La Pointe du Raz – In einer Regenpause am Ende der Welt („Finistère“)

Heute Quere ein Tief mit Unwettern die Bretagne. Schon in der Nacht regnete es tüchtig, am Morgen schüttete es wie aus Kübeln. Nachdem ich die Wetterprognose konsultiert hatte, dachte ich positiv und machte mich zu einer Fahrt rund um die etwa 40km entfernte Halbinsel Sizun auf.

Leider regnete es fast durchgehend. Da hatte ich keine Lust auszustellen. So blieb schlussendlich nur ein Ort übrig, wo ich die einzige Regenpause nutzen konnte, die gerade zum richtigen Zeitpunkt eintraf.

La Pointe du Raz, welche zum Pflichtprogramm aller Bretagnereisenden gehört. Der Parkplatz wurde wegen des Besucherandrangs 1.5km in’s Inland verlegt und pro Auto wird eine Parkgebühr von €6.5 verlangt. Wenigstens fliesst das Geld in einen Topf für den Landschaftsschutz der Pointe du Raz und der Pointe du Van.

Auch hat man neu ein Halbrund an Souvenirgeschäften und ein paar kleine Restaurants hingebaut. Eine Ausstellung gibt es auch noch. Es war aber extrem wenig los!

Ich parkte das Auto, der Regen hörte wie auf Kommando auf, und ich machte mich auf den Weg zur Pointe du Raz.
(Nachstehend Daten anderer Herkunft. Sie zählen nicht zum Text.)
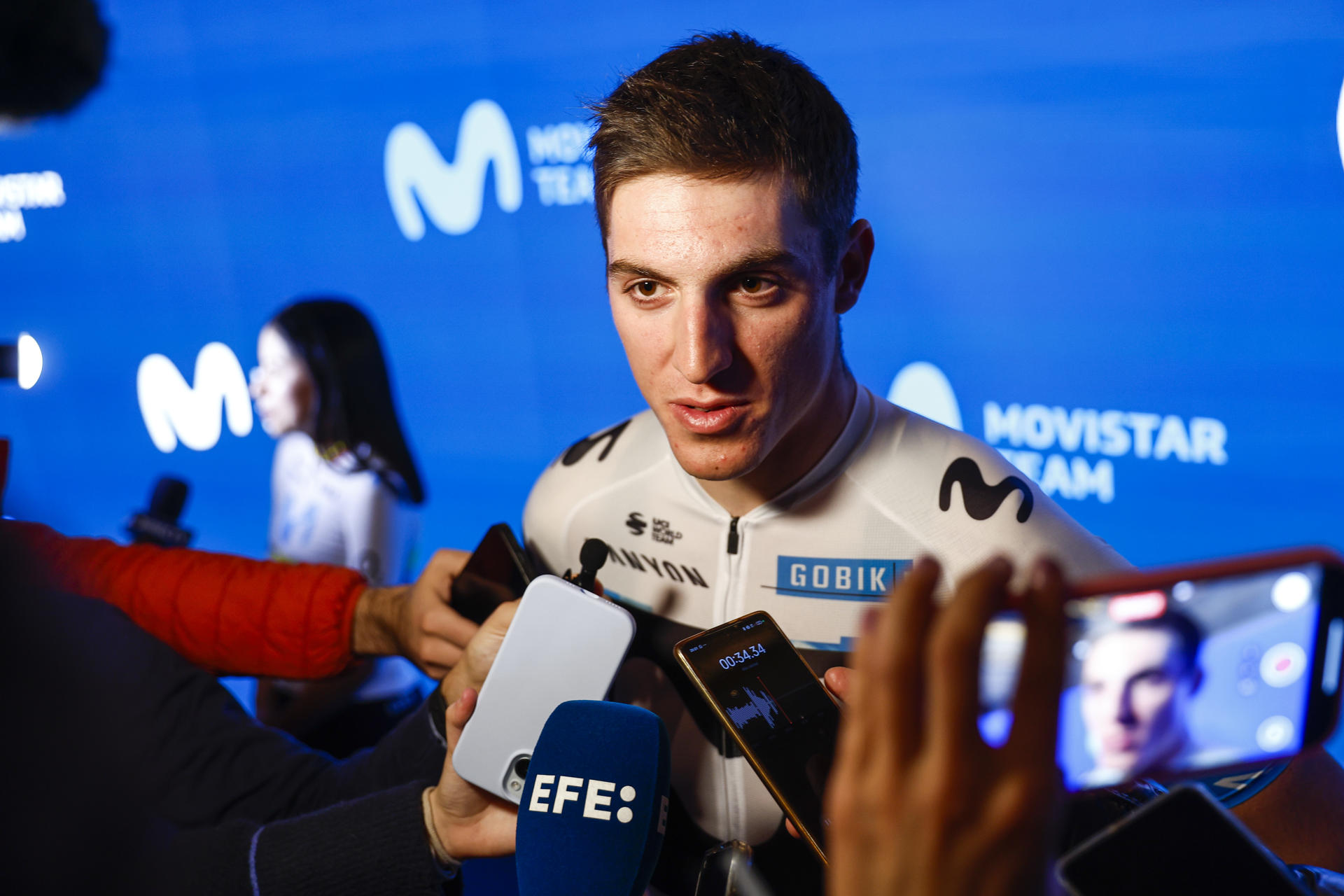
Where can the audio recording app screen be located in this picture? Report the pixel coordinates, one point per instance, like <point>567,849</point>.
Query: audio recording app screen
<point>776,704</point>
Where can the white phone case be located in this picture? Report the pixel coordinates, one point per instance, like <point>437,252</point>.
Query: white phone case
<point>564,644</point>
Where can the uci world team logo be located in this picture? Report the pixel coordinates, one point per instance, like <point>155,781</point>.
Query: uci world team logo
<point>1068,451</point>
<point>452,194</point>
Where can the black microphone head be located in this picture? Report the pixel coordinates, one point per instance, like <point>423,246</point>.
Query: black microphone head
<point>159,524</point>
<point>593,555</point>
<point>168,498</point>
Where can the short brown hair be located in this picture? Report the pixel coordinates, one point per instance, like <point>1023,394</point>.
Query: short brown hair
<point>723,105</point>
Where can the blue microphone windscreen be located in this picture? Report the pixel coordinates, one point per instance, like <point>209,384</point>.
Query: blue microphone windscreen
<point>594,804</point>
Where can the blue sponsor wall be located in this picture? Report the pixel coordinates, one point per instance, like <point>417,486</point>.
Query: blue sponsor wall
<point>1109,239</point>
<point>1114,234</point>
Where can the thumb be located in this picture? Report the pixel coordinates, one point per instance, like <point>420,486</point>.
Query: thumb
<point>839,680</point>
<point>456,716</point>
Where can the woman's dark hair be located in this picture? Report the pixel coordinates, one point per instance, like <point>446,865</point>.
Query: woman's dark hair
<point>355,403</point>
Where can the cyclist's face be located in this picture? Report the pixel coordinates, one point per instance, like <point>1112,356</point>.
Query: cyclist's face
<point>727,315</point>
<point>1136,695</point>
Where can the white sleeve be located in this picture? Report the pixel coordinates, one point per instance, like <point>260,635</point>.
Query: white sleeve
<point>372,528</point>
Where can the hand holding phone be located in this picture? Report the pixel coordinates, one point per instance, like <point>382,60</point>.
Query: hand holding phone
<point>564,644</point>
<point>768,697</point>
<point>918,804</point>
<point>1179,844</point>
<point>498,571</point>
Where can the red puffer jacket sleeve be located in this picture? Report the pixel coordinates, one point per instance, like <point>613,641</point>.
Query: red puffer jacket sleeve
<point>223,613</point>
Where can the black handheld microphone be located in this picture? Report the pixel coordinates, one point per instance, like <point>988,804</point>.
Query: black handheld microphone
<point>592,558</point>
<point>159,524</point>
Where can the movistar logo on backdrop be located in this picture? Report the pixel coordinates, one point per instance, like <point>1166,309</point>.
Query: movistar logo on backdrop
<point>24,191</point>
<point>1066,450</point>
<point>452,194</point>
<point>175,412</point>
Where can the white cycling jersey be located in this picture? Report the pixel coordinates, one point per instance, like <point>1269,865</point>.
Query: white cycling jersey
<point>894,486</point>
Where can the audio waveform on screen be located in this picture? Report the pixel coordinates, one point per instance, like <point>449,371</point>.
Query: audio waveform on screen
<point>757,704</point>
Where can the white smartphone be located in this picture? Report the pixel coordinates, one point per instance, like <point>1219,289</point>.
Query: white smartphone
<point>564,644</point>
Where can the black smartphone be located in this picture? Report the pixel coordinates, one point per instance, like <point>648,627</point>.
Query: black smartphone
<point>1189,671</point>
<point>772,703</point>
<point>1183,843</point>
<point>498,571</point>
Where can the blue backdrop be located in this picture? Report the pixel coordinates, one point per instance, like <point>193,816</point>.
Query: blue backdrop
<point>1116,235</point>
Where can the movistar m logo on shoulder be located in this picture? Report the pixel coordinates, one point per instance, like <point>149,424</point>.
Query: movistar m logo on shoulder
<point>836,578</point>
<point>421,182</point>
<point>175,412</point>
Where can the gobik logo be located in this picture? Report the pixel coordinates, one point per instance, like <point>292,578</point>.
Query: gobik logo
<point>1066,451</point>
<point>175,412</point>
<point>420,182</point>
<point>597,797</point>
<point>836,578</point>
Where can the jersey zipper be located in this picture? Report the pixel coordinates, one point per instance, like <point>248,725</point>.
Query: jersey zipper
<point>734,806</point>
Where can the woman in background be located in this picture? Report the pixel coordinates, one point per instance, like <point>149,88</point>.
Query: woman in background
<point>343,485</point>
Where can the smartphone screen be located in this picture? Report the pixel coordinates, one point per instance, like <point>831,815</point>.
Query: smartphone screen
<point>1175,680</point>
<point>1182,843</point>
<point>498,571</point>
<point>784,718</point>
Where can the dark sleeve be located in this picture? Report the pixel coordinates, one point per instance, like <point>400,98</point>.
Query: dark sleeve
<point>370,846</point>
<point>195,755</point>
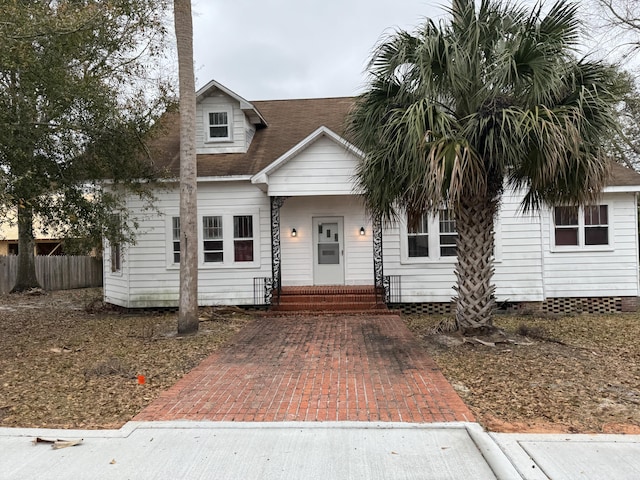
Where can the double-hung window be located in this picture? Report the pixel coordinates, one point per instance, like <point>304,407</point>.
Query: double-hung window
<point>218,126</point>
<point>448,233</point>
<point>213,239</point>
<point>175,236</point>
<point>575,226</point>
<point>243,238</point>
<point>418,237</point>
<point>431,237</point>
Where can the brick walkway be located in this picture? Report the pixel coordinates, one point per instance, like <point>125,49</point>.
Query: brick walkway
<point>322,368</point>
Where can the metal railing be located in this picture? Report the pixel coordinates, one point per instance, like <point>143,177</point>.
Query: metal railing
<point>262,291</point>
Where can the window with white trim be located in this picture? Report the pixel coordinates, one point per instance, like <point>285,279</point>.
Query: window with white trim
<point>431,237</point>
<point>448,233</point>
<point>243,238</point>
<point>418,237</point>
<point>218,125</point>
<point>581,226</point>
<point>213,239</point>
<point>175,235</point>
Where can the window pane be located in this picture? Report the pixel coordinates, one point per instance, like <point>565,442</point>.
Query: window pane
<point>596,236</point>
<point>566,236</point>
<point>212,227</point>
<point>418,226</point>
<point>566,216</point>
<point>596,215</point>
<point>243,226</point>
<point>243,250</point>
<point>418,246</point>
<point>448,251</point>
<point>175,233</point>
<point>213,257</point>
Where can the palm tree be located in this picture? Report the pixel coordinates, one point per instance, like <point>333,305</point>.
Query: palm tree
<point>493,98</point>
<point>188,310</point>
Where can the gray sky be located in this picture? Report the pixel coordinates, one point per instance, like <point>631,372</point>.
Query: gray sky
<point>276,49</point>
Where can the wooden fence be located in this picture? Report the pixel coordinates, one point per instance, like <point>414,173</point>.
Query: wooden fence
<point>55,273</point>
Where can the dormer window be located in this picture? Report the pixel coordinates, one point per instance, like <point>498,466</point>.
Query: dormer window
<point>218,126</point>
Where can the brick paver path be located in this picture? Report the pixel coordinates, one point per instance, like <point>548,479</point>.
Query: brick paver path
<point>320,368</point>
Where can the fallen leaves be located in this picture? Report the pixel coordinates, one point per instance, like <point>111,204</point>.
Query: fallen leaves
<point>61,367</point>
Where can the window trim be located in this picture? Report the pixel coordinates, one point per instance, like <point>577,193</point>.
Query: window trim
<point>208,125</point>
<point>582,246</point>
<point>433,228</point>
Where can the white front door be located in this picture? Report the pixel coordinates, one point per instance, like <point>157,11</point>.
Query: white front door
<point>328,251</point>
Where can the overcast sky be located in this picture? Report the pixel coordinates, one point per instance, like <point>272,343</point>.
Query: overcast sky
<point>276,49</point>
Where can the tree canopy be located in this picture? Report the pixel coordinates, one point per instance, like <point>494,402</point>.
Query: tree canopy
<point>493,96</point>
<point>77,101</point>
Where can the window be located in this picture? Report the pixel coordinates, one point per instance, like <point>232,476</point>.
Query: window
<point>576,226</point>
<point>218,127</point>
<point>212,234</point>
<point>116,257</point>
<point>243,238</point>
<point>418,237</point>
<point>448,234</point>
<point>431,237</point>
<point>566,219</point>
<point>175,228</point>
<point>596,225</point>
<point>115,248</point>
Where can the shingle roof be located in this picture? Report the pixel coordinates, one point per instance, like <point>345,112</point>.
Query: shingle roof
<point>290,122</point>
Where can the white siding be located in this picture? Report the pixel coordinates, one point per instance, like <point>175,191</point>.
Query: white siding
<point>601,271</point>
<point>297,253</point>
<point>238,121</point>
<point>152,280</point>
<point>323,168</point>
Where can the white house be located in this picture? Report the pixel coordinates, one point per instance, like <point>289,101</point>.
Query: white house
<point>277,209</point>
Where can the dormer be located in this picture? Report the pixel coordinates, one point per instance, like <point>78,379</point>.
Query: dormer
<point>225,122</point>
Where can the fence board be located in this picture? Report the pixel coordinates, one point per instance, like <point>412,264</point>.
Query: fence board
<point>60,272</point>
Schon von weitem sieht man den militärischen Turm (den man wiederum nicht fotografieren darf). An diesem vorbei gewandert kann man die atemberaubende Aussicht geniessen. Draussen im Meer stehen zwei Leuchttürme: La Vieille und La Plate. Am Horizont zeichnet sich in 8km Entfernung die Île de Sein ab.

Die Passage zwischen der Insel und dem Pointe du Raz ist auch in der heutigen Zeit noch eine Herausforderung. Die Gezeitenströmungen sind auch bei wenig Wind sehr anspruchsvoll. Mit Querwinden (in West oder Ost-Richtung zu den Gezeitenströmungen, welche in Richtung Süd oder Nord laufen) baut sich schnell eine tückische Kreuzsee mit bis zu 5m hohen Wellen auf. Oder man kommt in die brodelnden Gegenströmungen in Ufernähe.

Die drei Leuchttürme haben deshalb verschiedenfarbige Leuchtsektoren, die das Navigieren einfacher machen.

Im Winter können die Wellen sogar so hoch werden, dass der 33m hohe Leuchtturm La Vieille über die Hälfte in den Wellen verschwindet. Das sind dann die Fotos, welche man weltweit wiedererkennt…

Nach den Öltankerkatastrophen ist die Passage für Schiffe ab 90m aber gesperrt.

Die unzähligen Felsen und Untiefen sind über die Jahrhunderte sehr vielen Schiffen zum Verhängnis geworden. Das führte zum Namen Finistère für den Westen der Bretagne: Finis Terrae, La Fin de la Terre, das Ende der Welt.

Gegen Norden habe ich trotz des schlechten Wetters bis zum Cap de la Chèvre sehen können.

Ich bin hingegen wegen des rutschigen Gesteins nicht auf die allerletzten Felsen geklettert. Der Weg auf den Felsenklippen ist zuletzt nur noch mit Stahlseilen gesichert.

Zurück beim Auto konnte ich um 14 Uhr auf dem Beifahrersitz (ja, es regnete wieder) ein paar Sandwiches zusammenbauen und geniessen. Die Restaurants im Halbrund hatten nicht zum Verweilen eingeladen.

In meiner Sizun Rundreise von Pont-L’Abbé via den Südwesten und Nordwesten habe ich fast alles nur durch die Autoscheiben gesehen.

In der Mitte der Halbinsel herrscht sehr viel (touristisch nicht attraktive) Landwirtschaft vor.

Rund um die Halbinsel gibt es ein paar schöne Städtchen zu besichtigen: Quimper und Locronan sind dabei wohl die beliebtesten.

Ansonsten locken die zerklüftete Küste im Norden, die unendlichen Strände im Westen und der imposante Phare de Eckmühl im Südwesten. Letzteren konnte ich wenigstens aus dem Auto heraus anschauen. Und viele Dörfer haben ansehnliche, uralte Kirchen. Aber einige Dörfer sind auch recht verarmt und ziemlich heruntergekommen.

Das Unwettertief wird morgen wieder abziehen und schönerem Wetter Platz machen.